Tomas Kaberle has not been the difference-maker the Boston Bruins thought they were acquiring.
BOSTON - Tomas Kaberle hops over the boards and skates seamlessly, almost unnoticeably into the play. For the next 45 seconds he looks very much like the confident, experienced National Hockey League defencemen that he should be, after 900-plus games.
He passes the puck crisply, most often in the build up of a play rather than the critical, finishing dish that leads to a scoring chance. He skates the puck well, though not from end to end or with the air of a defenceman intent creating something all by himself.

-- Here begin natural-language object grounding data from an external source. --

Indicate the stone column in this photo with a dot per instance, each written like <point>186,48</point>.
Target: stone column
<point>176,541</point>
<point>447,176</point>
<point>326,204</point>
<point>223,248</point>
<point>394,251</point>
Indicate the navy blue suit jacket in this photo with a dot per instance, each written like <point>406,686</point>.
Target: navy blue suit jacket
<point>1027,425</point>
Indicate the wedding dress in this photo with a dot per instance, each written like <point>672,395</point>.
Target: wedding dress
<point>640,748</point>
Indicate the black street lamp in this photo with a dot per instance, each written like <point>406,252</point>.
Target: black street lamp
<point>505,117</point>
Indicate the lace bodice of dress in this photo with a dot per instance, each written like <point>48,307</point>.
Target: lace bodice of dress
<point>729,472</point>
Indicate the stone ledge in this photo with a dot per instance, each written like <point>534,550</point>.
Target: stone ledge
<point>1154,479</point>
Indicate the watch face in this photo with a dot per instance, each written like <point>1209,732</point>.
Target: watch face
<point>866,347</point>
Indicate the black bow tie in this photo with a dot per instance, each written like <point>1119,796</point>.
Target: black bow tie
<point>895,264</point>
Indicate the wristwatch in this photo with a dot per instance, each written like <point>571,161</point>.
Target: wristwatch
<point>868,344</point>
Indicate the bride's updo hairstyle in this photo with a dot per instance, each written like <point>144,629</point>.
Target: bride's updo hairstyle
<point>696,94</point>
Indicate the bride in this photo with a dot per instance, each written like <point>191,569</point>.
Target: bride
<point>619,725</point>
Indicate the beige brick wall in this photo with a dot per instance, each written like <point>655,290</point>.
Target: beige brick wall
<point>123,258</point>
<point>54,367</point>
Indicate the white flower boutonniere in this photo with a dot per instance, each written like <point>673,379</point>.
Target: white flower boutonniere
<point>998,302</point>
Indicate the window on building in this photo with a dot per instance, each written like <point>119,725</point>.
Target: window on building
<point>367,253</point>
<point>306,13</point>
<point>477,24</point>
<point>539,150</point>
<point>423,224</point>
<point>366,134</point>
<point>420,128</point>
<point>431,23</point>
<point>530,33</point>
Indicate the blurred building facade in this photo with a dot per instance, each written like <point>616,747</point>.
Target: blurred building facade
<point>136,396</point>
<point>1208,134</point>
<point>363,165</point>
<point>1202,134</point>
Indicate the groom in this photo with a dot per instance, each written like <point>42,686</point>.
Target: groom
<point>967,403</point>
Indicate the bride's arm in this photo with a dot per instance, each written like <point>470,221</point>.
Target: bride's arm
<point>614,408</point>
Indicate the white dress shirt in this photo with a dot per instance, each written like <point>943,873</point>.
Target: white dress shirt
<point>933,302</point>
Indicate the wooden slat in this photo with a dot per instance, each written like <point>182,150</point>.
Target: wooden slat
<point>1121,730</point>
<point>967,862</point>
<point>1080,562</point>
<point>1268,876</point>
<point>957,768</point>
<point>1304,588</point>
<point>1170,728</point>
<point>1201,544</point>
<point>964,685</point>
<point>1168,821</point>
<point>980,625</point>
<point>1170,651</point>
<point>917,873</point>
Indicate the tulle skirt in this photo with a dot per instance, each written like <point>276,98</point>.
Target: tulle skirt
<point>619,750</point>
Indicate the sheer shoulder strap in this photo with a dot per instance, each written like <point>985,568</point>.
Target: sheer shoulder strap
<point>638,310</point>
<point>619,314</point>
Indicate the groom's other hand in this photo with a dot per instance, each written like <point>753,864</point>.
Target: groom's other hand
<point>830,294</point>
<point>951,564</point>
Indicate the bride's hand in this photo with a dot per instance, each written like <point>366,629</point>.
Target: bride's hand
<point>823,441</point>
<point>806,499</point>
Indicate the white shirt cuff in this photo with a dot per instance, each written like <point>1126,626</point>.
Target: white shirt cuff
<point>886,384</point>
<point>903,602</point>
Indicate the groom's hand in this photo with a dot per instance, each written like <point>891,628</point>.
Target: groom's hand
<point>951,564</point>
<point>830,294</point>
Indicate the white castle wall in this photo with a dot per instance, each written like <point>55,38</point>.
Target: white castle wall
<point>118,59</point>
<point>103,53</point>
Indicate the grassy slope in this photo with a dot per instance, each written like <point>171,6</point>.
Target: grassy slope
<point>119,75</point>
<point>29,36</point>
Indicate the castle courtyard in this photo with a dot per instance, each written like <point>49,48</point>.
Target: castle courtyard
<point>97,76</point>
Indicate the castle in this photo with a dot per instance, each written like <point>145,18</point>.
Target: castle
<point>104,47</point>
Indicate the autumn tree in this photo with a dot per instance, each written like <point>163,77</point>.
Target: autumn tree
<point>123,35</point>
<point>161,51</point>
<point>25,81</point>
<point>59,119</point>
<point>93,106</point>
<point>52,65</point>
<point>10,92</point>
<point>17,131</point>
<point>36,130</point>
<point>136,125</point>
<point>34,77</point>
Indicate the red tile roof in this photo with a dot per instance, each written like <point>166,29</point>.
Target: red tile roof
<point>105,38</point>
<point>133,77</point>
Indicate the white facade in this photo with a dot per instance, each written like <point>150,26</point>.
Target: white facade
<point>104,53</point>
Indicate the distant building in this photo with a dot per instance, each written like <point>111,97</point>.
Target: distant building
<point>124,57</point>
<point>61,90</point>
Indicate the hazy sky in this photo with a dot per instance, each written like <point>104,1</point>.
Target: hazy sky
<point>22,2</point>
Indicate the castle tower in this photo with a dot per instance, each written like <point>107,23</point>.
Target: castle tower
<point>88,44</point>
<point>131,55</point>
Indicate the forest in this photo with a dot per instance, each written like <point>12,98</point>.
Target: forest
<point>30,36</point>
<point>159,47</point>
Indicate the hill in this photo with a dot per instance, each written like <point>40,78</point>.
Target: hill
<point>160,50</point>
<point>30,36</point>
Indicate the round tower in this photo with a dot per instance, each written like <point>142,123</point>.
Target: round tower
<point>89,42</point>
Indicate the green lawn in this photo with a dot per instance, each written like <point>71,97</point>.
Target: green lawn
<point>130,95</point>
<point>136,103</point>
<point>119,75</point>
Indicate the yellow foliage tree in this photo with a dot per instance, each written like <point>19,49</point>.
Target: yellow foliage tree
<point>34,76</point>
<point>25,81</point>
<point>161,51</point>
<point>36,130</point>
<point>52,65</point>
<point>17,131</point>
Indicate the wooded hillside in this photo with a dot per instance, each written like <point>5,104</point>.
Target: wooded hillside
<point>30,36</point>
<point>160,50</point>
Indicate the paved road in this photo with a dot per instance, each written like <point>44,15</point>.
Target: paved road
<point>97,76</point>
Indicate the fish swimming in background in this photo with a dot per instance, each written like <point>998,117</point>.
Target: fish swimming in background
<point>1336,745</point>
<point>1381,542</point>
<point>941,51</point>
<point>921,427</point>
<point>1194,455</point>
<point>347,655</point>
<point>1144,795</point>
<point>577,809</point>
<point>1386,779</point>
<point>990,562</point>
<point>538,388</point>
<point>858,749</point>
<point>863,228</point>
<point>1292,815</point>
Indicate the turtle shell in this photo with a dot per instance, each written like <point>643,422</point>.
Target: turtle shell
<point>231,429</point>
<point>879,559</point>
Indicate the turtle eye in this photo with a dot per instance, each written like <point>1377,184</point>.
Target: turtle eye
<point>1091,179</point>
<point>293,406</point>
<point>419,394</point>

On the frail Boston Bruins powerplay he is a simply a way station for the puck. Not the final stop for that blast that might make a difference in a Stanley Cup Final, something once considered a likely scenario for a sought-after finishing piece like Kaberle.
Through two pointless, ineffectual games of this Final, Kaberle has become a metaphor the Boston Bruins team he plays for: A nice player and a nice team, but after all the hype, neither is quite as good as what the Vancouver Canucks have to offer.
There is nothing bad to say about either Kaberle or the Bruins, though not a lot of good either through two close games on this Stanley Cup Final, both won by the Canucks.
As a Canadian who has been force-fed years of Kaberle speculation by the Toronto media, you watch him play for a couple of nights and think, "This is the guy Toronto Maple Leafs GM Brian Burke secured Boston's best minor league prospect (Joe Colborne), a late first-round pick (29th or 30th) and a second-rounder for?
"Nice trade, Burkie."
Every July 1, every March trading deadline. "Would he stay? Would he waive? How much could he fetch?"
Simply by the amount of airtime devoted to the topic, the fallen forests to produce the newsprint, the endless radio conversation, the name "Tomas Kaberle" became synonymous with "highly valuable defenceman who can take a team that's close and put them over the top."
Well, Boston is close. And Kaberle, a four-time all-star, is not at the steering wheel, ranking fifth among Bruins defencemen in ice time at 16:12 per playoff game.
A No. 5 defenceman is what he has become, after being brought here to quarterback a powerplay that has been worse than abysmal.
"You're right: It's been pretty bad," defenceman Dennis Seidenberg admitted. "But we try to be positive in here, and hopefully we'll be better. It has to be better."
For his part, the 33-year-old Czech is oblivious to the concern, as he always seemed to be during his 11 seasons in Toronto.
"At the start it was tough, leaving a place where you played for so long, had lots of friends," he said. "We had to adjust to a new team, new teammates. But now, I'm in the Final, and I'm really enjoying it."
"The guys made it easier on me, my new teammates. They helped me from the Day 1."
The Bruins, we restate, gave up a largesse to acquire Kaberle's services for this playoff run only. He becomes a unrestricted free agent on July 1, and where we once assumed that he was underpaid at $4.25 million - and would correct that with a giant payday this summer - this playoff run has proven that a woeful error.
Kaberle is a third-pairing guy at this, his first Final, playing on the first-unit powerplay that can't find his pass with both hands. He's a player's player, a pro's pro to be sure. But the players don't pay the paychecks - owners do.
"All those years in Toronto were great practice for him," fellow Boston defenceman Andrew Ference chuckled. "If you don't get a good, tough exterior shell on you there, you're not going to get it anywhere.
"It's allowed him to step into a role as a player on a team that's expected to do things, and roll with the punches. He's been seamless in the locker room. I think, all those years of guys being so familiar with him, watching him on TV, and all the coverage the Maple Leafs get, he comes in with immediate respect."
But NHL players know the bottom line better than anyone else, and the bottom line begins and ends with production. If you're a sixth defenceman, then you fulfill the worker-bee duties that role entails.
If you're the free agent pick-up that was supposed to bring offence from the back end, then zero playoff goals and eight assists won't do.
And beyond even the numbers, being just another guy in a Bruins uniform who checks in for his 45-second shift is not what Bruins GM Peter Chiarelli brought him here for.
Kaberle is supposed to be a difference maker, and so far, the only score he's settled was the uneven trade Chiarelli had made when he sent Phil Kessel to Toronto.
"I still put a lot of pressure on myself," Kaberle said, seemingly immune to the critical question. "Boston is a good hockey city as well, everybody has high expectations every year. And that's what you want … that every day you are pushed to the limits."
Pushed to the limits? Sure.
Reaching the limits? Tomas Kaberle hasn't come anywhere close in Boston.